Investigadores desarrollan un plástico biodegradable con esporas bacterianas que se autodegrada, ofreciendo una solución innovadora para reducir el impacto ambiental del plástico.

Desarrollan Plástico Biodegradable con Esporas Bacterianas que Se Autodegrada en Diversos Entornos

Investigadores de la Universidad de San Diego han desarrollado un innovador plástico biodegradable que incorpora esporas bacterianas capaces de autodigestión. Este avance, publicado en la revista Nature, ofrece una solución prometedora para reducir el impacto ambiental del plástico.

El nuevo material combina poliuretano termoplástico (TPU) con esporas de la bacteria Bacillus subtilis, diseñadas para soportar temperaturas de hasta 135 grados Celsius, lo que facilita su incorporación durante la producción del plástico. El equipo liderado por Jon Pokorski desarrolló estas esporas adaptadas para soportar las altas temperaturas necesarias para la fabricación del TPU.

A diferencia de otros métodos de degradación de plásticos que dependen de enzimas bacterianas externas, este material utiliza únicamente las esporas incorporadas, que se activan en presencia de nutrientes y humedad para iniciar la autodegradación. "La mayoría de estos plásticos no acabarán en instalaciones de compostaje ricas en microbios, por lo que la capacidad de autodegradarse en entornos libres de microbios hace que nuestra tecnología sea más versátil", explicó Pokorski.

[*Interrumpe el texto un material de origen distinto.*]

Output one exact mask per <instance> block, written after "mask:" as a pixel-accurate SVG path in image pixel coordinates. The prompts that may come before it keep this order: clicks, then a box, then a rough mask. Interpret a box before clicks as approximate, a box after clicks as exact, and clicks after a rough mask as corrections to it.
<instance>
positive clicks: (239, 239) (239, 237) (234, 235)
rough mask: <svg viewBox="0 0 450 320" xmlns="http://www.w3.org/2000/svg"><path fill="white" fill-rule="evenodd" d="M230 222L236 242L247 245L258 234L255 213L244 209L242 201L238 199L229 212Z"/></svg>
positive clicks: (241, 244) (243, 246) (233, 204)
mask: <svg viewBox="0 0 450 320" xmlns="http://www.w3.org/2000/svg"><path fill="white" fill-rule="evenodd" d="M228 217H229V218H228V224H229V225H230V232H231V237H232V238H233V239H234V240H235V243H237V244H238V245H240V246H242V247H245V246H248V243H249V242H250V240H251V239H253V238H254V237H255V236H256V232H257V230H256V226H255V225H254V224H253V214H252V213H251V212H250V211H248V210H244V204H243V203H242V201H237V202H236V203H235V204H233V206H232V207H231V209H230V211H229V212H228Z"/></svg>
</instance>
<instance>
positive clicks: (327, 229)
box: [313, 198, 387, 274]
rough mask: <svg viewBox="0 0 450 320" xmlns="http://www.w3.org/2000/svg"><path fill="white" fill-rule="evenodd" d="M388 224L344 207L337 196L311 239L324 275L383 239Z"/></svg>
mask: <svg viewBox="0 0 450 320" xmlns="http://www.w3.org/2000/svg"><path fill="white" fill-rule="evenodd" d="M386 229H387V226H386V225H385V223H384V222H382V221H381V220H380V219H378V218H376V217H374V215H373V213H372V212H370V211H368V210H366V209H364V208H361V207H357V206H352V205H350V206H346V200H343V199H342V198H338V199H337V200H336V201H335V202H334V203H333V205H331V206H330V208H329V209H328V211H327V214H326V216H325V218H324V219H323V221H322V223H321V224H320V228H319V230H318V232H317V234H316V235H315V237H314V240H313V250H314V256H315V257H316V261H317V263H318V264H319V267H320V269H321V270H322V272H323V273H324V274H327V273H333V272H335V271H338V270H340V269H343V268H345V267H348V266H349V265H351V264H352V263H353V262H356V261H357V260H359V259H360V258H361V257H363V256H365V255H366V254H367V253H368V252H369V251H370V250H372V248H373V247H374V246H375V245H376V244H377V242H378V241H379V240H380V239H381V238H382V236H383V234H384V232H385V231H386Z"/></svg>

El desarrollo del material implicó varias etapas críticas, comenzando con la selección de B. subtilis por su capacidad de sobrevivir en estado latente sin alimento ni energía. Las pruebas de descomposición mostraron resultados prometedores: en condiciones ideales de compostaje, el 90% del plástico se descompuso en cinco meses, con indicios de degradación también en condiciones menos óptimas.

Este avance es crucial para el futuro del reciclaje y la eliminación de plásticos. La investigación subraya que no todos los plásticos compostables se descomponen como se espera. Además, las esporas bacterianas no solo biodegradan el material, sino que también mejoran su resistencia y elasticidad en un 30%. "Es excelente porque la adición de esporas lleva las propiedades mecánicas más allá de las limitaciones conocidas", afirmó Pokorski.

El TPU se utiliza en una amplia gama de productos, desde fundas para teléfonos hasta partes de automóviles, por lo que es urgente limitar su impacto ambiental. Los próximos pasos para los investigadores incluyen garantizar que las bacterias remanentes tras la descomposición sean inofensivas, experimentar con diferentes combinaciones de plásticos y bacterias, y escalar el proceso de producción. Mientras tanto, otros investigadores continúan explorando plásticos que no deriven de combustibles fósiles.